How are consumers born after 1996 spending their time and money, both in the pub and beyond it?
Around a third of people aged 18-24 do not drink alcohol at all, and even those that do drink tend to do so primarily as a treat, to relax, or to mark a special occasion, according to market research firm Mintel.
The company’s new research has found that while relaxation is the most popular reason for drinking alcohol across all generations, Gen Z stands out, drinking alcohol far less as a refreshment or a way to elevate meals. Alcohol is therefore an occasional treat for the younger generation, whereas older consumers consider it a regular, relaxing refreshment.
So if the Gen Z population is shifting its focus away from alcohol-centric socialising, what are these young people choosing to spend their time and money on?
Speaking to the drinks business in October, Laura Willoughby, founder of no- and low-alcohol drinks specialist Club Soda, explained that we are now living in an era of experience.
She characterises our current culture as an “experience economy”, explaining: “It’s why everywhere serves food now. Who would have thought there would be bars set up just to do axe throwing or clay pigeon shooting?”
Our social habits are changing, she says. “We want to be able to laugh and we want to be able to feel like it’s quality time, and that’s across all generations.” Having choices when it comes to drinking feeds directly into this.
Just under half of Gen Zers reported drinking low- and no-alcohol beverages, which suggests that many prefer other beverages entirely.
In terms of fizzy drinks, Gen Z consumers actually reported a lower intake of carbonated soft drinks at bars and pubs than Millennials.

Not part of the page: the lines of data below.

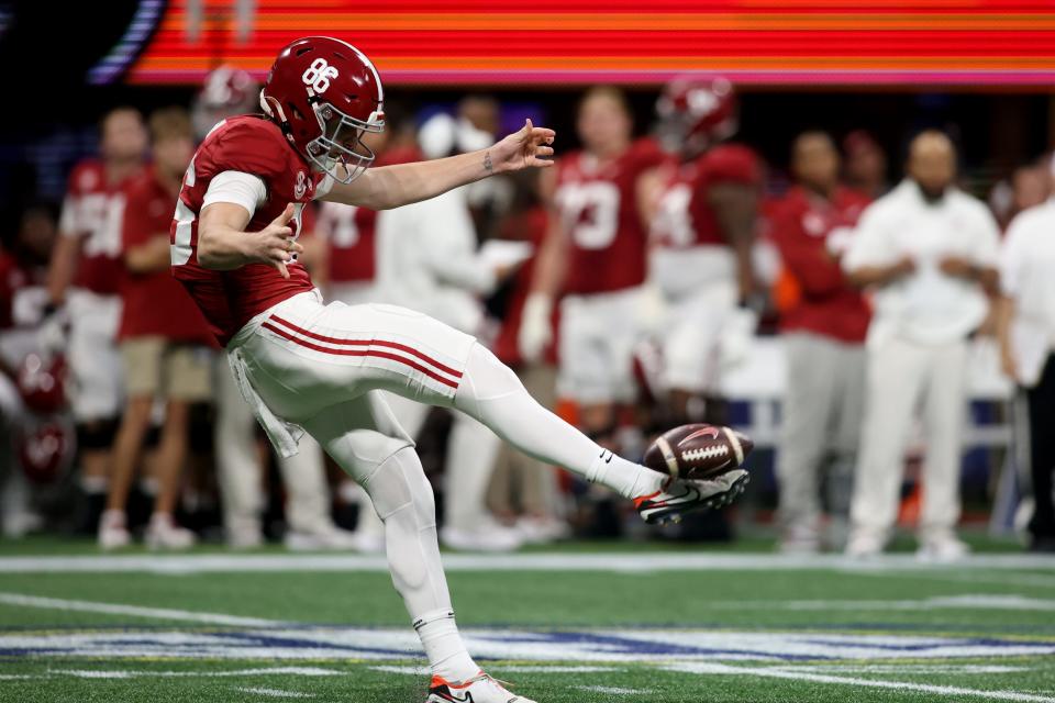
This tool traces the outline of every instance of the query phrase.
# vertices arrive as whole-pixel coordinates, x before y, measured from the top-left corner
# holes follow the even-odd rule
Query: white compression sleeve
[[[614,456],[540,405],[512,369],[479,344],[469,353],[454,406],[524,454],[625,498],[653,493],[663,484],[662,473]]]

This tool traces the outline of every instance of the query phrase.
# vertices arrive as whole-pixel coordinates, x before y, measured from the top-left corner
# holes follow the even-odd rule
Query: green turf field
[[[1055,703],[1055,559],[746,546],[445,561],[470,649],[540,703]],[[0,543],[0,701],[421,703],[423,665],[377,557]]]

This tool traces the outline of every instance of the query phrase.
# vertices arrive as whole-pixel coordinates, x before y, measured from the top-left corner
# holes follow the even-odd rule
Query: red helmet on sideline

However, when it comes to home consumption, Gen Zers do drink more carbonated soft drinks than some older generations. Notably, Gen Zers were above average in agreeing that fruit juices with sophisticated flavours are a better alternative to alcoholic beverages than regular fruit juices, Mintel found.
This indicated that upgraded fruit juice may be a good alternative option for young people. Finally, Gen Z consumers drink energy drinks on a night out more than twice as much as older groups. This heightened consumption could be attributed to the energy boost provided by energy and sports drinks which offer a similar effect to drinking alcohol when partying.
Mintel anticipates that the trend away from drinking alcohol among young people will continue to grow, but may not expand into older generations – who appear to be more consistent in their alcohol consumption levels.